Moved by Rosalba’s chapters, I found myself rushing through Julie’s just so I could get back to a character I cared about. It didn’t help that Julie’s life includes hollow details such as limited-edition Christmas ornaments and clichés such as, “That was her story and she was sticking to it” (when considering something as essential as the legality of an adoption).

It also disappoints that both Julie’s sister (“By the way, when are you getting that kid?”) and her boss (“The tip of the director’s nose was as red as her lipstick…she snapped her fingers toward [her assistant]”) are one-dimensional villains. Even Julie’s husband, Mark, who appears rarely and speaks even less, spouts bromides such as, “Ouch. Hate when that happens” when their son lashes out in frustration and physically injures Julie, or “Go for it,” when she considers the very destabilizing step (for an adopted child) of hiring a professional searcher to locate the boy’s birthmother.

It’s not as though Julie’s chapters don’t have moments of beauty, however. For example, one of the first presents she gives Juan is a little stuffed rat, Ratón, that he carries everywhere. (“Juan twisted in his seat and held Ratón up to the back window so it could observe the puddles.”) On one occasion, when Julie takes Juan to Target and he is overwhelmed by the stimuli, he “reached into the pocket of his shorts and pulled out Ratón. His hand with the toy drifted to his face, and he pressed Ratón against the tip of his nose, over and over.”

Similarly, when Julie first meets Juan, she “breathed in the smell of a soap she didn’t recognize, touched his smooth forehead. His fingers were curved, nearly transparent, heartbreaking in their perfection.”

But these moments are too rare and leave us desperate to be back with Rosalba, where we can see a real person, as she does, “with the light behind him, the outline of his straw hat like a bird on a post. The smell of corn alcohol and old clothes [coming] in like a second person.” Though her life is filled with heartbreak and violence and is not easy to read about, we nevertheless feel submerged in its real details.

When the two stories merge, we see Rosalba’s life through Julie’s lens.
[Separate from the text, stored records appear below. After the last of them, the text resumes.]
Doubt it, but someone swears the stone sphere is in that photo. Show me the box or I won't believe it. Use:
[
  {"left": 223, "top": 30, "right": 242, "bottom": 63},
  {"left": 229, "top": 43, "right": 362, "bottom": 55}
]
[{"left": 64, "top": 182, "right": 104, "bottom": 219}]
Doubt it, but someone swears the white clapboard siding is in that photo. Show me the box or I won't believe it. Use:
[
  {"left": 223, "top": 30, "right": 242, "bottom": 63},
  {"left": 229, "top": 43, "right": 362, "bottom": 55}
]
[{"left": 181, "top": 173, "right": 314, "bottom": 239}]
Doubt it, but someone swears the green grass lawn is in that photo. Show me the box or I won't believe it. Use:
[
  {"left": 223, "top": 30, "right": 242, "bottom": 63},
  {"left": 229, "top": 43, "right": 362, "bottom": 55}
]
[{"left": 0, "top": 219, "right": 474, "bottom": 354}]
When the latter watches a religious practice she doesn’t understand, she can only wonder at “the humility of the act and desire for atonement.” Actually, Julie spends most of the novel in this state, confused by and reacting to everyone around her.

But we don’t need Julie’s filter to understand Rosalba. She comes off the page on her own to meet us. In this uneven novel, it would’ve been better if she had been allowed to do so more often.

Jeanne Jones is a writer, teacher, and former lawyer living in the Washington, DC, area. Her stories have been published in American Short Fiction, SmokeLong Quarterly, Jellyfish Review, Fanzine, and Juked, among other places. She is also a reader of flash fiction for Split Lip Magazine.